Dies bedeutet, dass eine steigende Anzahl Besamungen mit einem erhöhten Abgangsrisiko einherging. Ebenso hatten Kühe, die im Vergleich zu ihren Herdenmitgliedern eine höhere Leistung hatten, ein niedrigeres Abgangsrisiko als der Durchschnitt der Herde. Gering leistende Kühe hatten im Gegenzug ein höheres Abgangsrisiko.

Kuhkomfort ist entscheidend

Um herauszufinden, wie die Nutzungsdauer von Milchkühen erhöht werden kann, untersuchte Rennie Eppenstein, ebenfalls wissenschaftliche Mitarbeiterin am FiBL, 142 Milchviehbetriebe, die sich durch eine besonders lange Nutzungsdauer – im Durchschnitt 5,3 Laktationen bei Abgang – und eine besonders kurze Nutzungsdauer – im Durchschnitt 3,1 Laktationen bei Abgang – auszeichnen. Bei allen Betrieben waren Fruchtbarkeits- und Euterprobleme die Hauptabgangsgründe.
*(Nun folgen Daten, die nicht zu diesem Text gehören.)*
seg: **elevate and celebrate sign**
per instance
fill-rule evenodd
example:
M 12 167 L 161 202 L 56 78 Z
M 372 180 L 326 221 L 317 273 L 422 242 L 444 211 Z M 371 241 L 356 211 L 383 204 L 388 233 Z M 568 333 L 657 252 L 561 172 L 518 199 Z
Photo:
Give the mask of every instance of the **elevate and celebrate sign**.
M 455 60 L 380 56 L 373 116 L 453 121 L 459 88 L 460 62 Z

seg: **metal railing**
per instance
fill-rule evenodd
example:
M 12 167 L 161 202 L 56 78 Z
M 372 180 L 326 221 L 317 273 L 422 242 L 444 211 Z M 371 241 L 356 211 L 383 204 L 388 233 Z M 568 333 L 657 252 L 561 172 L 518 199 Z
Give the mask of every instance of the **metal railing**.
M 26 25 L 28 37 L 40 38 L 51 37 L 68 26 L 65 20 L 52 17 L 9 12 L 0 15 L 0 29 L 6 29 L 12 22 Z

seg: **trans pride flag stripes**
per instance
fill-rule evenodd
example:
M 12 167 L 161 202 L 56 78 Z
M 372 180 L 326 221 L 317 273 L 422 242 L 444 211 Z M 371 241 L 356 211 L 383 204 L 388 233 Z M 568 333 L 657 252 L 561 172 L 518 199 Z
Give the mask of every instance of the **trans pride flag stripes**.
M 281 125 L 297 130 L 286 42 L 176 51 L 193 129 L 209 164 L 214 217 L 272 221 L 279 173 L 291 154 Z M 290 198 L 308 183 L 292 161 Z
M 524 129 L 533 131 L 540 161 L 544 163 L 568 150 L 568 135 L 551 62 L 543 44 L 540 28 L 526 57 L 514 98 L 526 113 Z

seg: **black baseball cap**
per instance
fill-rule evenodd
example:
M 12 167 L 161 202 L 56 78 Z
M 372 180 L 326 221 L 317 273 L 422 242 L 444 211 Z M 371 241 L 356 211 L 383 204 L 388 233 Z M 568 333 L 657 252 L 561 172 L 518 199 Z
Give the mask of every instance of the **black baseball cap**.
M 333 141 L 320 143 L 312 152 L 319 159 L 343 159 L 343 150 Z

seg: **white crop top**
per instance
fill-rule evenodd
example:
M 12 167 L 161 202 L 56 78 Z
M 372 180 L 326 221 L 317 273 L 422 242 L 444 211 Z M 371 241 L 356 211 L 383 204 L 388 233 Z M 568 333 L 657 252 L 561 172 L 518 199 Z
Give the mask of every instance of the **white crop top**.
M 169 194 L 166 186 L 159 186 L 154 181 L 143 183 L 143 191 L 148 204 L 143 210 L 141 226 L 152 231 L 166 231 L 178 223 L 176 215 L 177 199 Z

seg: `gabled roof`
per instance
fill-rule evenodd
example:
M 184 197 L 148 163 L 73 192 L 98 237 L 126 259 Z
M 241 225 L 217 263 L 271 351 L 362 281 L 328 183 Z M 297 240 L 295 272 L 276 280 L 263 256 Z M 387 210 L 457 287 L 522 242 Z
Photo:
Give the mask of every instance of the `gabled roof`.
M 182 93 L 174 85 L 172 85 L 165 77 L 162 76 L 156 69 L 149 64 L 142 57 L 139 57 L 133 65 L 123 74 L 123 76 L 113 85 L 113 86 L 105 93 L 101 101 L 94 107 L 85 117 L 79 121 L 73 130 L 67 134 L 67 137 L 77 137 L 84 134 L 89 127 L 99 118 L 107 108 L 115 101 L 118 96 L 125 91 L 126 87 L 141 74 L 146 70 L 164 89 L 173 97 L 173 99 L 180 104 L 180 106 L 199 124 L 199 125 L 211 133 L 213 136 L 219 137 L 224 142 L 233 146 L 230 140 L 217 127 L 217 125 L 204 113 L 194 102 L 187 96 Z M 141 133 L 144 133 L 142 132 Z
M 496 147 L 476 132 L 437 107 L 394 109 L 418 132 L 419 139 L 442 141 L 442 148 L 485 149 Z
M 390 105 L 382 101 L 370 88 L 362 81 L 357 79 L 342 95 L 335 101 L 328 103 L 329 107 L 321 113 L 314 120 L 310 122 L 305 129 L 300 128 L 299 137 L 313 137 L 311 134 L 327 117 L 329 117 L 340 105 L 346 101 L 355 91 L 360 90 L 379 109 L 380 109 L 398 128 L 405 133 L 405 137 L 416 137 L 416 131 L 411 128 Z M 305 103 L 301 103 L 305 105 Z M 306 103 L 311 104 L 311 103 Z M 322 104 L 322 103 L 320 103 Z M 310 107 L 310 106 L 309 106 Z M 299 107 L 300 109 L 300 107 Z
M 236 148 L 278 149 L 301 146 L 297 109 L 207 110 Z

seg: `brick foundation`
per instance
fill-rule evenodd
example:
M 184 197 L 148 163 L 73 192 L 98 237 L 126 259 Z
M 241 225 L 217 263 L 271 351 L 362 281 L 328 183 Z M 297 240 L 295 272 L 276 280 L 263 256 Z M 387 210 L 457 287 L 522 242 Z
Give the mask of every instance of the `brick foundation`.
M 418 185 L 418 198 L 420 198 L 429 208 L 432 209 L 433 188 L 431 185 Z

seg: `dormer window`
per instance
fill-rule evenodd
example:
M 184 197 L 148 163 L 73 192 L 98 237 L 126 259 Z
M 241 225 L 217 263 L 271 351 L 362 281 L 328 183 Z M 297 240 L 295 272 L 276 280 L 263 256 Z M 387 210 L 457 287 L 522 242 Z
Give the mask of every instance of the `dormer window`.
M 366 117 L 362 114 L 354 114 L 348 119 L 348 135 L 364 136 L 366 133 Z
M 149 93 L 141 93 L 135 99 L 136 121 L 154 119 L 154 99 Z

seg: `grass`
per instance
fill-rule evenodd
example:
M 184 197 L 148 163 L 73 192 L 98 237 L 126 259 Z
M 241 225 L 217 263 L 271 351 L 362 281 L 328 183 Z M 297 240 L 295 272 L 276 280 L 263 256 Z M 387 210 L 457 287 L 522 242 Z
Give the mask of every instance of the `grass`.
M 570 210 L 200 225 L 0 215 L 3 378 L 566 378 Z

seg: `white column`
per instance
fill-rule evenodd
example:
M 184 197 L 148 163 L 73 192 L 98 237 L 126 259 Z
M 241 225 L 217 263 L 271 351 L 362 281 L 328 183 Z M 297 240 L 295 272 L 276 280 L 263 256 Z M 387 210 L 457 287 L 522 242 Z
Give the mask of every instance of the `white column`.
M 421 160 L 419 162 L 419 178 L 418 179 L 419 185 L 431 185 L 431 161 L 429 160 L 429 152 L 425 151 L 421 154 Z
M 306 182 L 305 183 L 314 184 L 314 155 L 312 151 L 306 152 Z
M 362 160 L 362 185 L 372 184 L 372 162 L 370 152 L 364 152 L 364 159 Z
Die Betriebe mit einer längeren Nutzungsdauer hatten in der Auswertung den grösseren Kuhkomfort. So hatten diese öfter Laufstallsysteme anstatt Anbindehaltung, Strohmistmatratzen statt Gummimatten sowie grosszügigere Liegeplätze. Die Umsetzung dieser Punkte sei jedoch mit baulichen Veränderungen und hohen Investitionen verbunden. Es gebe jedoch auch Massnahmen mit weniger grösseren Investitionen.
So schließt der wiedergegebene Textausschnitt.